An External Data Table is a table that exists outside of Toric in a data source system such as Snowflake, Microsoft Azure SQL, or Google BigQuery. Just like regular data tables, external tables can be used within flows for read-write operations, as well as select, distinct, and summarize nodes.

Connecting to and Querying from an External Data Table

Step by Step:

Configure the data source connector for the external table that you want to connect to. For information on configuring specific connectors, see here.
If you have an existing table in the data source, such as an RFIs table in Snowflake as shown in the video, you can connect to it by clicking on the “Data Tables” tab in the left panel and then selecting “External Tables.”
Click on “New Connected Table” and enter the following information for the parameters:
1. Table Name: You can choose a custom name for the external table that you are connecting to. This table is managed by Toric internally, so you don't need to use the same name as the external connector.
2. Application: Choose the connector you want to use. For example, Snowflake, Azure SQL, Google BigQuery, etc.
3. Connector: For the “Application” selected in step 3b, choose the connector configuration that you created in Step 1.
4. Table: Based on the “Application” and “Connector” selected in steps 3b and 3c, Toric will generate a list of tables available in the application. You can select the table you want to connect to. In the video, I connected to the “Austin_RFI” table from the Snowflake application.
After connecting to the external table, you can either open an existing dataflow in a project or create a new dataflow in one of the projects to read from or ingest data from that external table.
In the dataflow:
1. Add the "Select from Warehouse" node. For the "Warehouse" parameter in the node, choose the external table you just connected to based on the "Table Name" you set in step 3a.
2. For the "Limit" parameter, decide how many rows of data to query from the external table. Start by querying the first 1000 rows from the table. You can also set filtering conditions to query the data based on specific columns and their values.
3. Click "Run Query" and the queried data from the external table will populate in the inspector on the right side. You can then perform transformations on the data.

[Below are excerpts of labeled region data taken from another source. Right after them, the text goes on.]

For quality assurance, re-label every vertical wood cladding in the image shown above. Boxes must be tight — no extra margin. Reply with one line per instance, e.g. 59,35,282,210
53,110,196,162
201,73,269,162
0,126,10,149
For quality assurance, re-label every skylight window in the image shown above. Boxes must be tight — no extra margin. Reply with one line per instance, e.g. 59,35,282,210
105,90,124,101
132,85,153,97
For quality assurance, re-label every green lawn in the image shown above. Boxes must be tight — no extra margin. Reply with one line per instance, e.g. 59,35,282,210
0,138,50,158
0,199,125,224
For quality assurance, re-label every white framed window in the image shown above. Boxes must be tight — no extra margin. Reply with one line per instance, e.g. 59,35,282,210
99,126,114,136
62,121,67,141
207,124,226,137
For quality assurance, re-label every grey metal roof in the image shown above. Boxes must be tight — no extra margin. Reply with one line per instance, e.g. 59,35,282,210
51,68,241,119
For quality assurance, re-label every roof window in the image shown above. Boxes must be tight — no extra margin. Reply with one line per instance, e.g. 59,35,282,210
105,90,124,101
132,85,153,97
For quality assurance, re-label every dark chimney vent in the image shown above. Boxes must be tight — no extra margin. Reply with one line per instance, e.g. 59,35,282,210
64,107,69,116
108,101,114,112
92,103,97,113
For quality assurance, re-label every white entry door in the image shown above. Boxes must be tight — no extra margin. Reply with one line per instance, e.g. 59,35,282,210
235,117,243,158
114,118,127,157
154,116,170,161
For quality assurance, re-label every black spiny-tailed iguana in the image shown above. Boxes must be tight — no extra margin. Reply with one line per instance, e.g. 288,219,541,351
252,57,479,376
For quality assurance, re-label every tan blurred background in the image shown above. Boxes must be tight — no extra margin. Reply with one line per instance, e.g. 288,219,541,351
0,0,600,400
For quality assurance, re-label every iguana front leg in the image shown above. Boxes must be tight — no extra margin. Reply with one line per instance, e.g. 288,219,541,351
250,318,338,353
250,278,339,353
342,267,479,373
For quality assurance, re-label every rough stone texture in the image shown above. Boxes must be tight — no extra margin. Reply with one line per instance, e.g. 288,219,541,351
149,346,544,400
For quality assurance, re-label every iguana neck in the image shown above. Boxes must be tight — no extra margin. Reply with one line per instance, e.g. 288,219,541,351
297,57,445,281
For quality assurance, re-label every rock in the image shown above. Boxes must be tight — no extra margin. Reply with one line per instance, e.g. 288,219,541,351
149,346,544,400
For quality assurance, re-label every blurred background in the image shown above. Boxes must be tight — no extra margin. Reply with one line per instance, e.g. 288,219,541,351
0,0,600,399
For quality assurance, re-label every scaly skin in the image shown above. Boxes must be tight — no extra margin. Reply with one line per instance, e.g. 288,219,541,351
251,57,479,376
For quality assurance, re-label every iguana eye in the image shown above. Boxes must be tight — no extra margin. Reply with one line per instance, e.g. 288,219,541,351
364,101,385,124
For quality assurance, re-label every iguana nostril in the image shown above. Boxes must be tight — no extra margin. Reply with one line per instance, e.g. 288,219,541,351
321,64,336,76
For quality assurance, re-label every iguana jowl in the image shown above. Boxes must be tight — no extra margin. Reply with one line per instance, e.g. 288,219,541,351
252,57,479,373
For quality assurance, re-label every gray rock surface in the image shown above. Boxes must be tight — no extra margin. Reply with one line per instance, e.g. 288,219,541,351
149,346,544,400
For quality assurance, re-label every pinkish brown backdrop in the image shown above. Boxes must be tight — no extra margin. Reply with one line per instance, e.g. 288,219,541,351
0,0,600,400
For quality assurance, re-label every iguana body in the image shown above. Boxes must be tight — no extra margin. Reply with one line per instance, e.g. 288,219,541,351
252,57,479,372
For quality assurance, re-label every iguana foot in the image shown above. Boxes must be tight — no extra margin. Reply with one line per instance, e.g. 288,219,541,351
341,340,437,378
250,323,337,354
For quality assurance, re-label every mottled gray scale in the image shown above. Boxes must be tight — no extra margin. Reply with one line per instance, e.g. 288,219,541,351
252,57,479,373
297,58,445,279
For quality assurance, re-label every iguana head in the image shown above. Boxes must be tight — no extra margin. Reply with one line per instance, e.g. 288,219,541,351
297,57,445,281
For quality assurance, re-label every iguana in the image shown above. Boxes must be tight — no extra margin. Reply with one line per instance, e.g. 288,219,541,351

Common Issues with External Tables:

For external tables with large amounts of data, depending on your server or the external data source system’s server you might experience some delays (typically a few minutes) in being able to see queried data.

Common Issues with External Tables:

When dealing with external tables that contain large amounts of data, you may experience some delays, typically a few minutes, in being able to view queried data. This delay can be attributed to your server or the external data source system's server.